Cuando Yang Feng caminó hacia su dirección, su corazón se llenó de felicidad.
Estaba a solo unos pasos de distancia cuando ella comenzó a celebrar en su cabeza.
¡Parecía que todos sus acercamientos a él finalmente habían dado frutos!
Sus ilusiones se destrozaron cuando él caminó directamente más allá de ella y se dirigió directamente hacia Zhao Lifei.
Ignoró por completo a Pei Qing.
—¿Estás bien?
—Su voz todavía tenía un filo oscuro cuando habló con Zhao Lifei.
Ella dudó cuando vio lo frustrado que él parecía.
Cuando lo pensó, él parecía listo para asesinar a alguien por algo que no era tan grave en el gran esquema de las cosas…
Era una simple disputa entre un invitado en su hogar y una criada incompetente.
Pero le sorprendió que incluso le importara tanto.
Pensó que estaba haciendo un teatro para lucir bien.
Decidiendo que era hora de darle la vuelta a la situación a Pei Qing y mostrar a los sirvientes quién era realmente el amo de las intrigas, Zhao Lifei puso en marcha su plan.
—Estoy bien.
—Ella miró intencionadamente hacia otro lado.
Sabía que la repentina renuencia a hablar o mirar a alguien enfurecería a Yang Feng.
Después de todo, tenían características similares.
Reconoció el riesgo que estaba tomando al jugar con sus emociones.
Había una posibilidad de que ya estuviera cansado de su constante comportamiento de idas y venidas y no le diera importancia en esta ocasión.
Pero su siguiente movimiento la tranquilizó y eliminó cualquier vacilación restante.
Él se agachó y suavemente giró su barbilla para que ella lo enfrentara.
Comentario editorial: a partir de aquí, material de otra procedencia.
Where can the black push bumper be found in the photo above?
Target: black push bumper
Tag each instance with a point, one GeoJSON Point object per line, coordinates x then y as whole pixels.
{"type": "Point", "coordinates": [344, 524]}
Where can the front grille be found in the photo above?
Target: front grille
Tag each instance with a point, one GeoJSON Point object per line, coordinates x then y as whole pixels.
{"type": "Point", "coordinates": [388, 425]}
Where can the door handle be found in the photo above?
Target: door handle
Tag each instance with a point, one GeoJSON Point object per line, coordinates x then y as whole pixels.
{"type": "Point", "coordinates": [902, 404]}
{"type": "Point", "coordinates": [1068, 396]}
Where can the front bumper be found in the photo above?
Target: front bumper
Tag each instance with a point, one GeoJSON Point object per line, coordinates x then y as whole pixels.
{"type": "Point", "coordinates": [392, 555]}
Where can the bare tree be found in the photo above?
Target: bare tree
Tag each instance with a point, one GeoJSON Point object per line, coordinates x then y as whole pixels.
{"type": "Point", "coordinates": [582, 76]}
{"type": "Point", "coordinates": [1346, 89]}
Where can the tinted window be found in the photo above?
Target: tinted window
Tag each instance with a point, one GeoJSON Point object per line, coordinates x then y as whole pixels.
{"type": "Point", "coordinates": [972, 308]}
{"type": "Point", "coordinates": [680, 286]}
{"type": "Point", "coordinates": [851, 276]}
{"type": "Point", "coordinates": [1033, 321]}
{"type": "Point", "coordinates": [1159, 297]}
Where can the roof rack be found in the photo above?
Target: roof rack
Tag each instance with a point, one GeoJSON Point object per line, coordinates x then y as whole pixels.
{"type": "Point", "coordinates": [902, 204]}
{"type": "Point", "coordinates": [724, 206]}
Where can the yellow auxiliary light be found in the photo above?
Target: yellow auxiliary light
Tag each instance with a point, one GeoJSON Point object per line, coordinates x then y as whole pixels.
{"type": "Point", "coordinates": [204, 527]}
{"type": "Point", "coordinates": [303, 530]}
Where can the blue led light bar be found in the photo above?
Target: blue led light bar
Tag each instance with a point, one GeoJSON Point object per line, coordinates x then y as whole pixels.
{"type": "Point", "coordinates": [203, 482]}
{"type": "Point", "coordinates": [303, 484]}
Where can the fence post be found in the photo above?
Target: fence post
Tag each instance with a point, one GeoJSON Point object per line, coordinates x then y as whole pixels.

Yang Feng vio un brillo familiar en sus ojos, pero dejó de lado cualquier suposición.
En cambio, se preguntó si la forma en que habló o actuó con ella justo ahora la había molestado aún más.
Pero no pudo evitarlo.
Cuando la vio en el suelo pareciendo un ángel caído, sintió un temblor de furia sacudir su núcleo.
Para él, ella era demasiado preciosa para recibir incluso el más mínimo trato brusco.
Que eso ocurriera bajo su propio techo era simplemente imperdonable.
Decidió dirigirse a su mayordomo de confianza hacia los trabajadores inadecuados que habían sido lo suficientemente estúpidos para ignorarla y optaron por ayudar a alguien absolutamente inútil para él.
Su atención se desvió cuando sintió movimiento en sus dedos.
Zhao Lifei había mirado hacia otro lado nuevamente.
Cuando vio su rostro lleno de culpa y dolor, su corazón se compadeció de ella.
Ella parecía disculparse por causar una escena tan grande, pero a él no le importaba en lo más mínimo si ella incluso hubiera sido quien comenzó el problema.
Puede juguetear con todos los que trabajan bajo su empleo si quiere.
Mientras ella no lo odiara o lo rechazara, él felizmente ocultaría todo por ella.